Jean-Pierre Bemba

Wie het monumentale boek Congo heeft gelezen van David Van Reybrouck kent Jean-Pierre Bemba. De schrik van Oost-Congo, de man die zijn rebellenleger tijdens de burgeroorlog eind vorige en begin deze eeuw er op uit stuurde om te moorden, te verkrachten en te plunderen. De ‘charismatische’ oppositieleider, ooit rechterhand van Mobutu, zakenman, multimiljonair en van 2003 tot 2006 vicepresident van dit gigantische land waar heel West-Europa in past. Sinds 2008 is hij gevangene nr. ICC 01/05-01/08 van het Internationaal Strafhof in Den Haag. Bemba wordt vervolgd voor oorlogsmisdrijven en misdrijven tegen de menselijkheid in de Centraal Afrikaanse Republiek (CAR), buurland van Congo. CAR-president Ange-Félix Patassé was zijn vriend en Bemba gebruikte het land als dependance voor zijn gewelddadigheden.

Daar zit hij dan, de voormalige Congolese vice-president. Een man van enorme omvang, in een stijlvol pak tussen twee veiligheidsbeambten. Hij wordt bijgestaan door zes advocaten die, zo te zien, uit verschillende delen van de wereld komen. Aan de overkant van de langwerpige rechtszaal zitten de aanklagers. Zij zijn vandaag met zijn negenen en ook zij hebben verschillende nationaliteiten. Naast hen de vertegenwoordigers van de slachtoffers. De drie vrouwelijke rechters van het Strafhof kijken vanaf verhoging neer op de twee partijen, in het midden de blonde Braziliaanse rechter, met naast haar de Keniase en de Japanse rechter. Het Internationaal Strafhof oogt vandaag niet als een westerse uitvinding, waar het zo vaak van wordt beticht.

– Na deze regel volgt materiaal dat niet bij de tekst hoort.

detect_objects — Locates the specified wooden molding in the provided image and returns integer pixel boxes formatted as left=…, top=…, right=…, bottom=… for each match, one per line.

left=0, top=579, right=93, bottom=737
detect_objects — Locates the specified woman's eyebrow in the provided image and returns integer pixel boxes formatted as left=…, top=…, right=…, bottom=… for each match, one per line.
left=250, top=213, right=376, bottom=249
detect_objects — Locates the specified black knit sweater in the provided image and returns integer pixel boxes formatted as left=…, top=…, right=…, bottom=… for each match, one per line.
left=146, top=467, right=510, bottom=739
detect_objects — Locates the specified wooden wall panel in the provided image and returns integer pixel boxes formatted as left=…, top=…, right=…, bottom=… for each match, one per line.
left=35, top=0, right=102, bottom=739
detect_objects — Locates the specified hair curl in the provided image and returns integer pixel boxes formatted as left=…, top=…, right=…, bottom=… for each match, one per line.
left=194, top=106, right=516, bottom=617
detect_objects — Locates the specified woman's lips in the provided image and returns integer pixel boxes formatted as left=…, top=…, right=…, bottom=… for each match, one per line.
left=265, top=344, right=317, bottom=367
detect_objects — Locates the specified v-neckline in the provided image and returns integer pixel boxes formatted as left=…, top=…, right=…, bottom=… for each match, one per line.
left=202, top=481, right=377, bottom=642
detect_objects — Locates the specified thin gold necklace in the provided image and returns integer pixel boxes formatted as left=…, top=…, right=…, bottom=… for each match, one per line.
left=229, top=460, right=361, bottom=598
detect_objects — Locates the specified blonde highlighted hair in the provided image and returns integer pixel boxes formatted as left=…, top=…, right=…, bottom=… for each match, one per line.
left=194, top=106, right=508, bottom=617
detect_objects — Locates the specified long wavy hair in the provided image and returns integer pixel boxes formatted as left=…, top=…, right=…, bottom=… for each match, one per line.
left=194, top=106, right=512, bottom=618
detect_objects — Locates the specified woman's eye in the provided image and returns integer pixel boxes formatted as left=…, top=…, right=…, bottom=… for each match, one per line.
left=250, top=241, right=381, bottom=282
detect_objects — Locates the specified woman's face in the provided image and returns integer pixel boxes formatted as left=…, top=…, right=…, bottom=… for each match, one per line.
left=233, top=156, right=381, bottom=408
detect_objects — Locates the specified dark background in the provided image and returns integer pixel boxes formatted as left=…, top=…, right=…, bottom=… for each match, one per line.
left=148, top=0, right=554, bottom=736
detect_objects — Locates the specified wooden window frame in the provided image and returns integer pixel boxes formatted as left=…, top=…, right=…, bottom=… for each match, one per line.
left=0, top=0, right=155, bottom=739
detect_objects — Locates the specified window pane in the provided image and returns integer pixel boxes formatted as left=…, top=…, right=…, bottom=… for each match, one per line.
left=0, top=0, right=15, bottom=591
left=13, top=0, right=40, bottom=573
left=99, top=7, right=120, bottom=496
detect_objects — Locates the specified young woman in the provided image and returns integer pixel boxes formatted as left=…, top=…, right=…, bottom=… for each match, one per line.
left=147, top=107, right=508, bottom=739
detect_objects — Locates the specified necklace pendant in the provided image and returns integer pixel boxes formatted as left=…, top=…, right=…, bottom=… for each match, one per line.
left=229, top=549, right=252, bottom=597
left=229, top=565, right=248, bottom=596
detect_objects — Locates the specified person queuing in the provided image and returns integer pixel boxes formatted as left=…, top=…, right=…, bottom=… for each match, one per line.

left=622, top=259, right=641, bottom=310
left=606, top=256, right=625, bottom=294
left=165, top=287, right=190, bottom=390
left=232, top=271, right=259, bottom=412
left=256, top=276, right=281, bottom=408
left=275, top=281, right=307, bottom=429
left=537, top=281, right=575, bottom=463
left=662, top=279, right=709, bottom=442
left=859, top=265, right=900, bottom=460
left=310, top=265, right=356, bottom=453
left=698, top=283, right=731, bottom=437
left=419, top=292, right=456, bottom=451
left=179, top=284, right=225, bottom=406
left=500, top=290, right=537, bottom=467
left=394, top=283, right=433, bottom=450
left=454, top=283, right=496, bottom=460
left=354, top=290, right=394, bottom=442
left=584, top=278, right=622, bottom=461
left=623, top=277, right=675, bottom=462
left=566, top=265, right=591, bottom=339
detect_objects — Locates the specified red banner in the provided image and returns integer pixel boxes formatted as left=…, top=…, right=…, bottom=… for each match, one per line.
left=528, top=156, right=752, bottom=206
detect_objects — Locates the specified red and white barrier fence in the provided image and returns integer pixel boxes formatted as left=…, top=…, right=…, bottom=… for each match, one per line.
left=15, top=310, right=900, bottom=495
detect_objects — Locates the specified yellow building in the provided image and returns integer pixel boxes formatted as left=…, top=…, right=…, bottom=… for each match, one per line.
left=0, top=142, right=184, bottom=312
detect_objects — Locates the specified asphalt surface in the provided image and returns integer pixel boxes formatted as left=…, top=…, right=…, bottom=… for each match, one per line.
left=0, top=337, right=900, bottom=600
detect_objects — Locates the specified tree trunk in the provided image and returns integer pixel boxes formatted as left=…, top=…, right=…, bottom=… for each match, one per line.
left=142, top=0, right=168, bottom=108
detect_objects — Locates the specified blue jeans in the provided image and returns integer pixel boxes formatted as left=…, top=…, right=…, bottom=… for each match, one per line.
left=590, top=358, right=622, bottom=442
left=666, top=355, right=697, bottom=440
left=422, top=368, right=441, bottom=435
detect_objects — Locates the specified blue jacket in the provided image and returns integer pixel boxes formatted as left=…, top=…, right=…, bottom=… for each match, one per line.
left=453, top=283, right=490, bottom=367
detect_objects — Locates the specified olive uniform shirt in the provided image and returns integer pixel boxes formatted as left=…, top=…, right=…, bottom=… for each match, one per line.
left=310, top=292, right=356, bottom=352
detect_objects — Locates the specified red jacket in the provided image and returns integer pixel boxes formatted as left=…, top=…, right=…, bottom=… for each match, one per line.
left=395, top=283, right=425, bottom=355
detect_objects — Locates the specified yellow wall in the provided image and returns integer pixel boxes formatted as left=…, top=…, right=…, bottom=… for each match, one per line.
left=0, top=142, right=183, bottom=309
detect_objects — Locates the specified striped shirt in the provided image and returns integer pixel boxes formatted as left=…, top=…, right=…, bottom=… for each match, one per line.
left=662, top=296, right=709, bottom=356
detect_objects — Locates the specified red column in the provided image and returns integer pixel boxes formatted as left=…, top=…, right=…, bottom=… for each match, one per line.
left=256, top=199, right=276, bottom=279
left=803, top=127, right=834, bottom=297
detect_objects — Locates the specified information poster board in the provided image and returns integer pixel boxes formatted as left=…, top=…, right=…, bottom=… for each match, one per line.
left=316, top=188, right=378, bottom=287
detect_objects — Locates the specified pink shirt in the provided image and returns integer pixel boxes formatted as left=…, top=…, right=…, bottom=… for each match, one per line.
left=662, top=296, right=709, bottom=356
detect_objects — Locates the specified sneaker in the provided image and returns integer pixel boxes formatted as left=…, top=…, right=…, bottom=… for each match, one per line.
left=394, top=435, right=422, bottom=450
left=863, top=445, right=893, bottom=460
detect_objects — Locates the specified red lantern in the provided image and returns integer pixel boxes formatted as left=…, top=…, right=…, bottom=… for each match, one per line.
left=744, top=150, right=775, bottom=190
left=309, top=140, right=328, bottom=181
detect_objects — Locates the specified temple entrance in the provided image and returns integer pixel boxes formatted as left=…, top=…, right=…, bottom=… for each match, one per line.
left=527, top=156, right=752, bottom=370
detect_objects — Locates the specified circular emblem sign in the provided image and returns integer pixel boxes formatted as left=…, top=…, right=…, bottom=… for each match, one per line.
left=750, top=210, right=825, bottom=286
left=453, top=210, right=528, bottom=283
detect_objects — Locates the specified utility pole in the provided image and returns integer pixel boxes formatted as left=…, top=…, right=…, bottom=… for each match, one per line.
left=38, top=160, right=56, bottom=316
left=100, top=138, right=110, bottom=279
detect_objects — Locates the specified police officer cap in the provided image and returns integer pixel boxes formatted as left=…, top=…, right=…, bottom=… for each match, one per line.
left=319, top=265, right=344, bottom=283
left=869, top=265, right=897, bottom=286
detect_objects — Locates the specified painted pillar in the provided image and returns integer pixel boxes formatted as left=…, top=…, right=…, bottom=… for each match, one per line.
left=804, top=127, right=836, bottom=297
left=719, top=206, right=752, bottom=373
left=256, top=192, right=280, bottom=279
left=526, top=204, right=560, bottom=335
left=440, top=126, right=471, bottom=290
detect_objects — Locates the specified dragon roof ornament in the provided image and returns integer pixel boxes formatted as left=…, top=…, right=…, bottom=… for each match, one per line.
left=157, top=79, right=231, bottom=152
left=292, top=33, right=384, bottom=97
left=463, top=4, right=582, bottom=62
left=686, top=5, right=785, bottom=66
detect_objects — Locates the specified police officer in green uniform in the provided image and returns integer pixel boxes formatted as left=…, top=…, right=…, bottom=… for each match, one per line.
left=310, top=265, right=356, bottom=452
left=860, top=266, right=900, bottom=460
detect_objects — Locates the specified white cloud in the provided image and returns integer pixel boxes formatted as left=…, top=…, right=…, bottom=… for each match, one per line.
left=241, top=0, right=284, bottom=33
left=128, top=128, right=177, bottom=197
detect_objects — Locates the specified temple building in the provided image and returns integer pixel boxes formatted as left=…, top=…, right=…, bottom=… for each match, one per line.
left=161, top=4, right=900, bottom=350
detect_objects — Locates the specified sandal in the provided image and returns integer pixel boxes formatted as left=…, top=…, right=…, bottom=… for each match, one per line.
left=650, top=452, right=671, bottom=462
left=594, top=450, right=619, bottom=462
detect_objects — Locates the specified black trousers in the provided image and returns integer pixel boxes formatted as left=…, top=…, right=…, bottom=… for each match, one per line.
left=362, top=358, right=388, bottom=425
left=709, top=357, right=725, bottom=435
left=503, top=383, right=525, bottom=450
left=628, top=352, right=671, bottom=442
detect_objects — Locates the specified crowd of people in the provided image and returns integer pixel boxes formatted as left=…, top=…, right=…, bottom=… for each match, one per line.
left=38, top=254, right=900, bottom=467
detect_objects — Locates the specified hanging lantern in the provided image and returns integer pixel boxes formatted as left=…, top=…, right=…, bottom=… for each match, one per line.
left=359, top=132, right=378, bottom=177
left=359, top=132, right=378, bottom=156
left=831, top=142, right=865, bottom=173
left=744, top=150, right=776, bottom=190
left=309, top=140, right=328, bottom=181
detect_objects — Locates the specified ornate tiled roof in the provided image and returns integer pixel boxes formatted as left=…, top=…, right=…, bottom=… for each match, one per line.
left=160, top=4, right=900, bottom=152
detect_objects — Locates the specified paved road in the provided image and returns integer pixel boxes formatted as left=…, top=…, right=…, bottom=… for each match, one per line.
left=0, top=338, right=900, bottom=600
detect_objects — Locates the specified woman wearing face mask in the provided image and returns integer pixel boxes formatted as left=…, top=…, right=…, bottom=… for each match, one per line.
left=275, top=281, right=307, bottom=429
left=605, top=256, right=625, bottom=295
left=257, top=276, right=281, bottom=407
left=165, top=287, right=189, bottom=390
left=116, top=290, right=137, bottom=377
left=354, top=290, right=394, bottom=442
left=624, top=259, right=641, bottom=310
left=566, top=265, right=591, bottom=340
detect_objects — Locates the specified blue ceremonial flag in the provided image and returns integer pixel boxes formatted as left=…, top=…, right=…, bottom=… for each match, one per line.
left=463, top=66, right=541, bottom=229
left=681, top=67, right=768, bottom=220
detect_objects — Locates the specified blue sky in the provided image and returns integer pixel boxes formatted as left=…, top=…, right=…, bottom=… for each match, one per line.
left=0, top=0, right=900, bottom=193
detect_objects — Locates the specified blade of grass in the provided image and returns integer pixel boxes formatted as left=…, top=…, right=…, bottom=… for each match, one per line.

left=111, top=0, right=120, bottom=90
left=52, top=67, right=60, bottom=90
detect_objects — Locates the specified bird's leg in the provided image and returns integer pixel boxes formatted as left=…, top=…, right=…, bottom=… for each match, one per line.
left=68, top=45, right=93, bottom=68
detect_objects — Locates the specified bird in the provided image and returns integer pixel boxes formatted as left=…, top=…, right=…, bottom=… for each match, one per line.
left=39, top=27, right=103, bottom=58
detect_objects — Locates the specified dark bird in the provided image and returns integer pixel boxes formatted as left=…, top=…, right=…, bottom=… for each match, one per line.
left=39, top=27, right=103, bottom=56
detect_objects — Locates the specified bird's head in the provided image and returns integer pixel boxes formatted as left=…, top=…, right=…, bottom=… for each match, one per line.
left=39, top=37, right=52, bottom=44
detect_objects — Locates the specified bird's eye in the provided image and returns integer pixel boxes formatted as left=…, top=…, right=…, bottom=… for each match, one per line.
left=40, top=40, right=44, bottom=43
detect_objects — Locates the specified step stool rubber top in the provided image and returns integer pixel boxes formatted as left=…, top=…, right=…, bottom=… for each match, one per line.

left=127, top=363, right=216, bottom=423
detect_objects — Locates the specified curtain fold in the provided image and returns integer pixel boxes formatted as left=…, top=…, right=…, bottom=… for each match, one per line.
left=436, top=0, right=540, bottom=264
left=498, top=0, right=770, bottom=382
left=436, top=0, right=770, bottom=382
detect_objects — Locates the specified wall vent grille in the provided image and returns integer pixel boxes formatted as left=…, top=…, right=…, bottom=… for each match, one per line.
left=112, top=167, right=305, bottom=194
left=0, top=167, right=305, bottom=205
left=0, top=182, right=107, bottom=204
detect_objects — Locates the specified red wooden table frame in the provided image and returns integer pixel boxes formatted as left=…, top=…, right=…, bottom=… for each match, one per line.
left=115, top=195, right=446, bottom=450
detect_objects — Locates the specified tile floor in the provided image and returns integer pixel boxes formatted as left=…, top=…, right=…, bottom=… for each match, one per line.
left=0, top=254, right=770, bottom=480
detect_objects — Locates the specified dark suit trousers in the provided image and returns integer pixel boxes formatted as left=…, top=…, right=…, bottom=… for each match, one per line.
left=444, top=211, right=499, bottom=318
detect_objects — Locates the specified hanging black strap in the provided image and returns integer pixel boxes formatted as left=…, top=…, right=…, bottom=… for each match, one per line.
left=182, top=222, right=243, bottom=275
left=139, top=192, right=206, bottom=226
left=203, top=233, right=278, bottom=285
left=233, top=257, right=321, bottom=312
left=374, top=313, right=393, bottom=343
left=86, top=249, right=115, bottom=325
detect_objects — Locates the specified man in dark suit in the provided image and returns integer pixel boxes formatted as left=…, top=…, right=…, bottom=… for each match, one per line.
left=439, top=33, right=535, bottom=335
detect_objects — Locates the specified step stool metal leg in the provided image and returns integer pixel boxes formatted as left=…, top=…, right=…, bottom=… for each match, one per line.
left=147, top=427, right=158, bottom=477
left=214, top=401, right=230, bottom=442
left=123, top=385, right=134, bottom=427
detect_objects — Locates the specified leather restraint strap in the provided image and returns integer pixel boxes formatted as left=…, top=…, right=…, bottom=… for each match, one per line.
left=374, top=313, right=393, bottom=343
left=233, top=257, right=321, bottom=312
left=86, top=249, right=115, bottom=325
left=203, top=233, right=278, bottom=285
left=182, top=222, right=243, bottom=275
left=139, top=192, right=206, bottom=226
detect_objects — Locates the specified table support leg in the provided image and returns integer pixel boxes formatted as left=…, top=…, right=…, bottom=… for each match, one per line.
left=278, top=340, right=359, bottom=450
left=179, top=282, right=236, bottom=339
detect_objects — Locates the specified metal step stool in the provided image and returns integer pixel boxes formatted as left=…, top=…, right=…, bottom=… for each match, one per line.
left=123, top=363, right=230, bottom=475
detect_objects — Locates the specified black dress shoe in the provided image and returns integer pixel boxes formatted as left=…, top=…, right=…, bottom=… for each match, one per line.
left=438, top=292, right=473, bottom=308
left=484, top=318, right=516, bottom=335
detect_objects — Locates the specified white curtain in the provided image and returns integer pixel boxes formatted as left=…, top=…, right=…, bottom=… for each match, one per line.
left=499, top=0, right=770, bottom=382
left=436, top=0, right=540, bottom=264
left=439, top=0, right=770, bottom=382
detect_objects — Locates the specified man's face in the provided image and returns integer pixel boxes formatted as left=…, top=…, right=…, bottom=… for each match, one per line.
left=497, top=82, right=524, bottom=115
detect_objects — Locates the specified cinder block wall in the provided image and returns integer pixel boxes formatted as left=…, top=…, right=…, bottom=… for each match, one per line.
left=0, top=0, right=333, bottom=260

De getuige van de dag is een bijzondere man met een bijzonder verhaal. Hij is onderzoeksrechter uit de CAR die de euvele moed had ter plekke een onderzoek in te stellen naar de misdrijven die door Bemba’s manschappen waren gepleegd. Jarenlang probeerde hij met gevaar voor eigen leven zowel Bemba als zijn president aan te klagen voor onwaarschijnlijk wrede misdrijven tegen de burgerbevolking. Daar zit hij dan, in het midden van deze vreemde, overvolle, multiculturele rechtszaal. Ik vraag me af wat er door hem heen gaat.

Wij kijken toe vanaf de publieke tribune die meestal leeg is, op een enkele Afrikaanse journalist na. Het observeren van processen over massaal geweld vergt uithoudingsvermogen. Moorden en verkrachtingen worden in detail besproken Mijn studenten gapen en kijken verlangend naar de klok. Zoveel grenzeloos geweld is maar moeilijk te bevatten voor een rechtenstudent. Of zijn ze al zo gewend aan het beeld van voormalige staatshoofden in de beklaagdenbank? Dat we ons in het midden van een internationale juridische revolutie bevinden lijkt hen te ontgaan. Heb ik als docent gefaald? Voor straf laat ik ze minstens vijf uur zitten. En vóór de volgende ochtend moeten ze alle 700 pagina’s van David Van Reybrouck hebben gelezen.